« Alors que le gouvernement a pris, dans l'entre-deux-tours des législatives, plusieurs décrets liés à la loi Industrie verte (*), Notre Affaire à Tous, Zero Waste France et leurs antennes locales ont déposé vendredi 6 septembre 2024 des recours gracieux demandant leur annulation », ont-elles déclaré en début de semaine.
- Décret n° 2024-704 du 5 juillet 2024 modifiant le code de l'urbanisme et le code de l'environnement en vue de favoriser l'implantation des installations industrielles vertes
- Décret n° 2024-708 du 5 juillet 2024 qualifiant de projet d'intérêt national majeur l'usine de recyclage moléculaire des plastiques de la société Eastman à Saint-Jean-de-Folleville
- Décret n° 2024-742 du 6 juillet 2024 portant diverses dispositions d'application de la loi industrie verte et de simplification en matière d'environnement
Recours contentieux en vue
Si ces demandes écrites auprès de l'administration devaient rester lettre morte, les associations prévoient d'aller devant le Conseil d’État sous deux mois, ont-elles indiqué à l'AFP. Parmi les textes visés par les deux associations, un décret du 6 juillet 2024 portant diverses dispositions d'application de la loi industrie verte et de simplification en matière d'environnement. Ce texte vise entre autres à réduire les délais d’implantation et facilite l’accès à des friches industrielles.
Ces dispositions « minent le principe fondamental du pollueur-payeur », jugent-elles. « Le gouvernement accroît le risque qu'en cas de pollution ou de catastrophe industrielle, les frais pour couvrir la dépollution incombent exclusivement à l’État, ou pire, que celle-ci ne soit pas réalisée faute de moyens », estime Adeline Paradeise, juriste de « Notre Affaire à tous », citée dans le communiqué.
Raison impérative d'intérêt public majeur
Par ailleurs, la loi Industrie verte du 23 octobre 2023 a introduit la possibilité de reconnaître de manière anticipée l’existence d’une raison impérative d’intérêt public majeur (RIIPM) en matière de dérogation à la réglementation sur les espèces protégées.
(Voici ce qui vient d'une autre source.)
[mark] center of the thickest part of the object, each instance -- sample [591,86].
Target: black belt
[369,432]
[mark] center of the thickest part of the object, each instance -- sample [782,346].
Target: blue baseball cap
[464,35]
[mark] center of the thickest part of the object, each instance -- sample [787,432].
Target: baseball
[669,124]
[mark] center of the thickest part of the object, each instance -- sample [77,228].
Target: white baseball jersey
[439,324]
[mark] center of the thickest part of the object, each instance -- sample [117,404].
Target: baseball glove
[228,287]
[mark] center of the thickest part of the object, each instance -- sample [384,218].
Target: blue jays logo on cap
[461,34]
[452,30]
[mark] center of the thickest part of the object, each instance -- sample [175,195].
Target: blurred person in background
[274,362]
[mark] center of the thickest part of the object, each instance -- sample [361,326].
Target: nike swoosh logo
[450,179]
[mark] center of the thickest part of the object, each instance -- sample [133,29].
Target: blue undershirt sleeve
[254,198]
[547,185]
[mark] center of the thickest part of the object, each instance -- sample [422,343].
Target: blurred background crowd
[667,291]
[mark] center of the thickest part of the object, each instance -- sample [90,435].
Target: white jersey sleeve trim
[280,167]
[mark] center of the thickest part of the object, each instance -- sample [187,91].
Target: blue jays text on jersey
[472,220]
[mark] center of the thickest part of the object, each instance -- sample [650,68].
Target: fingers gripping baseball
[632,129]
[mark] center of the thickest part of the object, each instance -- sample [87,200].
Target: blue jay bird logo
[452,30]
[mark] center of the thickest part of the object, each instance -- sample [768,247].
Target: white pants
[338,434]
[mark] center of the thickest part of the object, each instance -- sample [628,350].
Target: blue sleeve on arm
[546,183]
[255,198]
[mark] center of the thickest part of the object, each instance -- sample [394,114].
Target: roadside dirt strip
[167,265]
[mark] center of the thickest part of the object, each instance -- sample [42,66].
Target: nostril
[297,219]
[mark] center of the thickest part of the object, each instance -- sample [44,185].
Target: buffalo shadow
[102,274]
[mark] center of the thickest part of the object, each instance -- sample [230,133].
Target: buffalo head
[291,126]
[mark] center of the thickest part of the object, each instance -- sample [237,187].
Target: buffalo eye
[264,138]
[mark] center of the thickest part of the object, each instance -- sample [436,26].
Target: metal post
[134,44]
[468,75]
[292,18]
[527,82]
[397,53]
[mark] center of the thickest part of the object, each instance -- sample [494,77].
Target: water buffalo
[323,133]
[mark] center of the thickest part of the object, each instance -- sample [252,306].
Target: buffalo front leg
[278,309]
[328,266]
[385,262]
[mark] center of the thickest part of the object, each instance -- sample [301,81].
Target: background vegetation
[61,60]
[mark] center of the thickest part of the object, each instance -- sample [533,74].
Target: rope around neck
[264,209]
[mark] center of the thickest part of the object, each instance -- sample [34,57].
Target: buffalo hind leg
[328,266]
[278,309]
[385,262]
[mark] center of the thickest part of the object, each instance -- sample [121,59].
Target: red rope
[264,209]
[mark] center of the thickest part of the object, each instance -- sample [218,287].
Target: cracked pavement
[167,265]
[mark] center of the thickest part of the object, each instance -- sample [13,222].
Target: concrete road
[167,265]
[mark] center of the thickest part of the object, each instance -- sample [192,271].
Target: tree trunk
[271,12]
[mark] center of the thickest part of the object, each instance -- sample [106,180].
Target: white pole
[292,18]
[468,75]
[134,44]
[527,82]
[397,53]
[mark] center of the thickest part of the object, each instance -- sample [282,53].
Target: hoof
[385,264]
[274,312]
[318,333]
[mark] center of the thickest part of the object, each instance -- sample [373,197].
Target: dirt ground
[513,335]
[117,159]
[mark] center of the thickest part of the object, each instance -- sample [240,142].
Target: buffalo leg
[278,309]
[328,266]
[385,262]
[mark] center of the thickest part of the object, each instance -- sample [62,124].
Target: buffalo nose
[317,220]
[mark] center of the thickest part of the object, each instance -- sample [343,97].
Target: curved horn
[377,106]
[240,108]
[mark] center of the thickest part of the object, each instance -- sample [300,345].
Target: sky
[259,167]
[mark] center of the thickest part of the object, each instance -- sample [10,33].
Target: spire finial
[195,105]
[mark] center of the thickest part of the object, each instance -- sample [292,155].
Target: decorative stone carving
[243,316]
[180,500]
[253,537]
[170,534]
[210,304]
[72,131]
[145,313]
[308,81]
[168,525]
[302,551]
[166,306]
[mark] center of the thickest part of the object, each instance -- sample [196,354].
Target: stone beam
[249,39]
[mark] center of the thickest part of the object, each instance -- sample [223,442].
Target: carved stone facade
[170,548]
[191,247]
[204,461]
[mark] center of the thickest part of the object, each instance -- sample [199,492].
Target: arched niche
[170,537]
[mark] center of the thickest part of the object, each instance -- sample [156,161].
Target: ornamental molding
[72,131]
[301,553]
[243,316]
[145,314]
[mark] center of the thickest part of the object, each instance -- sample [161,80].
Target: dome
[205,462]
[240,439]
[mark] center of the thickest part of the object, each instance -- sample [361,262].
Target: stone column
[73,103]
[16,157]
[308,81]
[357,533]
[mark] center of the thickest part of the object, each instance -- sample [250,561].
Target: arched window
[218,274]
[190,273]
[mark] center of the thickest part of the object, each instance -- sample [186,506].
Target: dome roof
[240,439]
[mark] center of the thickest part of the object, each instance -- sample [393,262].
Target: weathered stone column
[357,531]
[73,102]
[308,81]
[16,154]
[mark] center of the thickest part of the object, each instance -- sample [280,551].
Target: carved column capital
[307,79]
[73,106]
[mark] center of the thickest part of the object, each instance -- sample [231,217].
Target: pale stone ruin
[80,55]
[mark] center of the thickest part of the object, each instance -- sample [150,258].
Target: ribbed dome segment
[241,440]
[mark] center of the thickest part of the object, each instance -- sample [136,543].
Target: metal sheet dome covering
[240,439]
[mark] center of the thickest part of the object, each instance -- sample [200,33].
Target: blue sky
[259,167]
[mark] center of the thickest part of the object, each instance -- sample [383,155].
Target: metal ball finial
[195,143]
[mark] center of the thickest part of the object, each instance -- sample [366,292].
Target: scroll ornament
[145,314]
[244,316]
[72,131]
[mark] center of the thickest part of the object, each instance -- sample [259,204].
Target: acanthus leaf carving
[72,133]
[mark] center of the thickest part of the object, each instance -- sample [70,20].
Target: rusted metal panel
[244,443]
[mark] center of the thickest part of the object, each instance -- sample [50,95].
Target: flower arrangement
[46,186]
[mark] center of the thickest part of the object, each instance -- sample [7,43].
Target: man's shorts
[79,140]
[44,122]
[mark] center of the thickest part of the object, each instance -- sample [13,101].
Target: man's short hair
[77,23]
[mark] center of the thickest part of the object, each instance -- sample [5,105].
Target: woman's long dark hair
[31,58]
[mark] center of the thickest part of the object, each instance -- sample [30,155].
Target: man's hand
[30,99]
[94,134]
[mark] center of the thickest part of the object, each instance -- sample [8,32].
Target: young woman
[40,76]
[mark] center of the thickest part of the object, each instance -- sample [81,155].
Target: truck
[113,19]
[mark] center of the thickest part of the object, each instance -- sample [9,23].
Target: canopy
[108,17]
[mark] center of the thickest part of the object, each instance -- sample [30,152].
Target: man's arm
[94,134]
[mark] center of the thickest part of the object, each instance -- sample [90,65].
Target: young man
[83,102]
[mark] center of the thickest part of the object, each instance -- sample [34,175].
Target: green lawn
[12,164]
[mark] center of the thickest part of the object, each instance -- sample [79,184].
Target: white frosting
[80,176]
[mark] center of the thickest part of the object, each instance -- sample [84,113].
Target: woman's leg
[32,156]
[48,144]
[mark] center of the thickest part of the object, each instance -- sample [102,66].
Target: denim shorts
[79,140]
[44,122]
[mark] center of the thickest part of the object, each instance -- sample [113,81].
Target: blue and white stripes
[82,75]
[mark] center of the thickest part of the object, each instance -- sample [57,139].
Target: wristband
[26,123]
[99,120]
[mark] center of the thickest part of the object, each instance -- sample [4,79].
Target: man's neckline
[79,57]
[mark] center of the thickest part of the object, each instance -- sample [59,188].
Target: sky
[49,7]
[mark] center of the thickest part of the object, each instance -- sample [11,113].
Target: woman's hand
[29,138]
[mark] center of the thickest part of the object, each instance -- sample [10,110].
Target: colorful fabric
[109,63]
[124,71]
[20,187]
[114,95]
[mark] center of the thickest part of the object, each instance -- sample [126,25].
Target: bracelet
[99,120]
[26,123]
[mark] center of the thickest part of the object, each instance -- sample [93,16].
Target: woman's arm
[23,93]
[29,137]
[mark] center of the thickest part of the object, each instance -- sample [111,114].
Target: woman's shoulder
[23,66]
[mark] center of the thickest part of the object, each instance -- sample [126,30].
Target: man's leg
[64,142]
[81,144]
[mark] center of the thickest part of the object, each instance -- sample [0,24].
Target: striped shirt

Cette procédure (décret n° 2024-704 du 5 juillet 2024) s’applique à un très large éventail de projets industriels, et en particulier, à ceux bénéficiant de la qualification de « projet d’intérêt national majeur ». C’est le cas de la future usine de recyclage chimique des plastiques Eastman à Saint-Jean-de-Folleville (Seine-Maritime) à qui le gouvernement a attribué cette qualification par décret n° 2024-708 du 5 juillet 2024. A ce titre, elle peut bénéficier des facilités d'implantation et « déroger plus facilement au droit des espèces protégées », selon les associations requérantes.
Ces dernières craignent « des impacts significatifs « de ce projet sur la biodiversité et la qualité de l'air, et pointent du doigt « un risque élevé de dispersion de microplastiques dans l'environnement ». Contacté par l'AFP, Eastman n'avait pas réagi dans l'immédiat.
« A travers la reconnaissance anticipée de la RIIPM, la loi Industrie verte vient acter une baisse généralisée du niveau de protection des espèces végétales et animales concernées, contraire au droit européen, qui plus est au profit de projets industriels dont l’intérêt pour la transition écologique n’est pas contrôlé », commente par communiqué Bénédicte Kjaer Kahlat, responsable juridique de Zero Waste France. « Pire, à travers cette procédure, le gouvernement prive pour une large part les collectivités territoriales et les associations environnementales de leur droit de regard et de leurs moyens d’action ».
Principe de non régression bafoué
Enfin, les associations estiment que ces décrets méconnaissent le principe de non-régression en matière environnementale, en allégeant les procédures et en permettant de nombreuses dérogations en matière de gestion des pollutions industrielles.
« Le gouvernement souhaite rassurer les marchés, les investisseurs et les nouveaux exploitants par l’allègement de nombreuses mesures et procédures », relate par communiqué Jérémie Suissa, délégué général de Notre Affaire à Tous. « Mais cela ne doit pas se faire au détriment de la protection du vivant et des milieux sujets à une forte pollution, surtout dans le contexte actuel, où les risques, en particulier industriels, pour la santé environnementale sont de plus en plus inquiétants, à l’instar du scandale des “polluants éternels” ».